Looking after those little teeth
Even though they’re not permanent, looking after your baby’s first set of teeth is important for her long-term dental health. If your baby’s teeth are not taken care of properly they could cause damage to her permanent teeth.
You can begin looking after your baby’s dental health even before your baby’s first tooth emerges by wiping your baby’s gums with a damp washcloth or gauze. As soon as her first tooth appears, it’s a good idea to brush them twice a day after meals. By the age of 3 your child can start using toothpaste to clean her teeth. Use only a pea-sized amount and make sure that she spits it out. By encouraging your child to look after her teeth now, you are instilling a lifelong habit.

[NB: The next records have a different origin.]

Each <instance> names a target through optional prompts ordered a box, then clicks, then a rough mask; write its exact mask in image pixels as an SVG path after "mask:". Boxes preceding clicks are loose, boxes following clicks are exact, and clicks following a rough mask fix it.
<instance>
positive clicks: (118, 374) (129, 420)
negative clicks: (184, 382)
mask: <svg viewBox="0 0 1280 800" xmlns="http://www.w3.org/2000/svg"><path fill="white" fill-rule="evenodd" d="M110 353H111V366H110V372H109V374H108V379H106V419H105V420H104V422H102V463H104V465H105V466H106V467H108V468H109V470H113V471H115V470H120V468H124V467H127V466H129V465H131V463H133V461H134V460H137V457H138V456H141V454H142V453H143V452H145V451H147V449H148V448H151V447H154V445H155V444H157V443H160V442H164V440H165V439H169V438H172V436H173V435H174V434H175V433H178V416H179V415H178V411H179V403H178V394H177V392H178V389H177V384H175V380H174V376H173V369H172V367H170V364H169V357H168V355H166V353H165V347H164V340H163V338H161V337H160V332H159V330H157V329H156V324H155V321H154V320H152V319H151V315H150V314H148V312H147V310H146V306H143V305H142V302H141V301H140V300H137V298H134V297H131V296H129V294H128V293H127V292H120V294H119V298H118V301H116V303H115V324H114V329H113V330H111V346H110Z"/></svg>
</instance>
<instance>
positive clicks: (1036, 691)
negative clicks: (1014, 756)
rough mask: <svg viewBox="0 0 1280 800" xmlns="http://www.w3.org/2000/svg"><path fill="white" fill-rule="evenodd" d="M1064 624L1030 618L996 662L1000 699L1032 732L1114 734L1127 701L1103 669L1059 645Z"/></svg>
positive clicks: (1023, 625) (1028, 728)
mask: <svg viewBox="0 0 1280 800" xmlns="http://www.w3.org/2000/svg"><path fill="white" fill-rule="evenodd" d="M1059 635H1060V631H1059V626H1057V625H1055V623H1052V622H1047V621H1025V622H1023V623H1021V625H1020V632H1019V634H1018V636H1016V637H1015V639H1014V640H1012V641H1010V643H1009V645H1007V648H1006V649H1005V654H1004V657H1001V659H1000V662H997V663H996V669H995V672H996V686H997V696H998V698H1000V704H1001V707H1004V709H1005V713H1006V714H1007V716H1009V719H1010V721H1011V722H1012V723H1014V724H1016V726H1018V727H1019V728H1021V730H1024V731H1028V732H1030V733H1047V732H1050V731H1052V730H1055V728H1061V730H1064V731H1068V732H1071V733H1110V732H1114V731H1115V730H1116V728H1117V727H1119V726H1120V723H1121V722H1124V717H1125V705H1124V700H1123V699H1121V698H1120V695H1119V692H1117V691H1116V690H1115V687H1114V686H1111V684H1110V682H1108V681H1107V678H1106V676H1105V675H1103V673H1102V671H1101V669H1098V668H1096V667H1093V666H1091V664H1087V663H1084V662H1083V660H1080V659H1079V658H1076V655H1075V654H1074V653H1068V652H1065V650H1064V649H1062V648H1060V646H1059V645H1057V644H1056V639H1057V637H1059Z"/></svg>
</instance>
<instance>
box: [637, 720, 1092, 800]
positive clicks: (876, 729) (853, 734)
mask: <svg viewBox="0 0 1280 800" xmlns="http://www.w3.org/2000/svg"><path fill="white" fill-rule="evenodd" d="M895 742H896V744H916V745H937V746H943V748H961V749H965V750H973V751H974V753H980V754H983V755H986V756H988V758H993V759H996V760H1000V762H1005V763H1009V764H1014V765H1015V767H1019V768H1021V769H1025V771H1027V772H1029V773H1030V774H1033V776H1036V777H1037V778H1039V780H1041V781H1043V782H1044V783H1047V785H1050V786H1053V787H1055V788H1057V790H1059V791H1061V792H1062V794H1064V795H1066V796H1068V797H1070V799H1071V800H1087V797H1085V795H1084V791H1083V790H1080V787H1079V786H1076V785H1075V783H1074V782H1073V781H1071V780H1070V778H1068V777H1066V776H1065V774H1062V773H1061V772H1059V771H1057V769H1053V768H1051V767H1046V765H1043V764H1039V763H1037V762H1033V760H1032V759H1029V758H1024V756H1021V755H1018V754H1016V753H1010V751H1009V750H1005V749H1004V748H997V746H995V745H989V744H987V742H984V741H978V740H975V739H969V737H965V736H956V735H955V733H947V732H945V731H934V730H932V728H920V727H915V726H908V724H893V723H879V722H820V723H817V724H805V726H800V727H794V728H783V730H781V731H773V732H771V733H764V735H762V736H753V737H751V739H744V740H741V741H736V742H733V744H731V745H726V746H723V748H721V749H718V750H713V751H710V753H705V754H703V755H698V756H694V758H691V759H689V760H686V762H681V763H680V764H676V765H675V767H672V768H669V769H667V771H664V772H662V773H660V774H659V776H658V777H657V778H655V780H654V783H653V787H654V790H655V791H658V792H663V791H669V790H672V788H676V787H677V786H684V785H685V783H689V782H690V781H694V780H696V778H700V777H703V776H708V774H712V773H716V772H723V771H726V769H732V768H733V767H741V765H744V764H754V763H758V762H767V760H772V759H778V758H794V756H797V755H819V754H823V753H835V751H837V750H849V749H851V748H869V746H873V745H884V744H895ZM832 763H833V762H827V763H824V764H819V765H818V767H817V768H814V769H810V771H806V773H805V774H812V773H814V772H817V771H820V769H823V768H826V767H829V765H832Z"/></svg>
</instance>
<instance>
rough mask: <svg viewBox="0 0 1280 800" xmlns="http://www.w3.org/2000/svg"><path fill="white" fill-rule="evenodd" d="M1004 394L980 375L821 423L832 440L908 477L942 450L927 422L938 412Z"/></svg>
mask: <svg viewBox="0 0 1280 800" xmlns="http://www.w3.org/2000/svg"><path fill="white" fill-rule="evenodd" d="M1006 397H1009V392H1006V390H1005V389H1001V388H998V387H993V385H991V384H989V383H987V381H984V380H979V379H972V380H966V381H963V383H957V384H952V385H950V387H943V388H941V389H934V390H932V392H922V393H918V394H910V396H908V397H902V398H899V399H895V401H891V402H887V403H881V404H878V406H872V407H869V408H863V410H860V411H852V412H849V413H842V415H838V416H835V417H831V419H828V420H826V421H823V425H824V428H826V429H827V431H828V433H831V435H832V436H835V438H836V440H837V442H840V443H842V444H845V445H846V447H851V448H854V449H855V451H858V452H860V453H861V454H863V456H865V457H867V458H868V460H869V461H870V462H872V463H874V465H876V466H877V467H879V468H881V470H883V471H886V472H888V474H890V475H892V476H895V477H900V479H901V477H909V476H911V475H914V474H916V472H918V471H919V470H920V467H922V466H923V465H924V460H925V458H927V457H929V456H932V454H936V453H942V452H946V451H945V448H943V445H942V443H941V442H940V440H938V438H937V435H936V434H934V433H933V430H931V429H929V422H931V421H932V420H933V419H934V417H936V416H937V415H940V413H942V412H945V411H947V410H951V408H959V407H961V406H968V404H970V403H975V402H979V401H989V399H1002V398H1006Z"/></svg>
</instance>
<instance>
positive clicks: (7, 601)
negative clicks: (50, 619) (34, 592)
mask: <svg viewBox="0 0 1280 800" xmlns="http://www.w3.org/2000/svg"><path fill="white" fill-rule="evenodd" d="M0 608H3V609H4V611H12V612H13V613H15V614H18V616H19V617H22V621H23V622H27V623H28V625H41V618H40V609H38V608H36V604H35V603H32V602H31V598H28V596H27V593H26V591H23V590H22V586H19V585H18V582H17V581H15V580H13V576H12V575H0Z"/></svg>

Don’t let your baby fall asleep with a bottle in her mouth; the liquid can pool in her mouth and the sugars in milk cause tooth decay. It’s also not a good idea to let your baby walk around with a bottle in her mouth the whole day for the same reason. Another step you can take to prevent tooth decay is making her last bottle of the night water.
The importance of baby teeth
Your baby uses her primary teeth for biting and chewing once she’s established on solids. They also serve as spacers for her permanent teeth, they help in the development of her speech and boost self-confidence.
If by the end of your baby’s first year there is still no sign of a tooth, bring the matter up with her paediatrician. If your baby has all the signs of teething, but seems to be in an unsual amount of pain it’s best to call your doctor for advice. Teething need not be a painful ordeal for all concerned.
The teething process of your baby’s milk teeth
- Central Incisors : The first teeth to appear are usually the two bottom teeth, called the central incisors.
- Lateral Incisors : About 4 to 8 weeks later, the four front upper teeth, or central and lateral incisors, make an appearance, followed about a month later by the lower lateral incisors.
- Molars : Next to appear are the molars, which are the back teeth that he chews with
- Eye Teeth : Finally, the eye teeth emerge. These are the pointy teeth on either side of the lateral incisors. A second set of molars usually appears around the age of 3.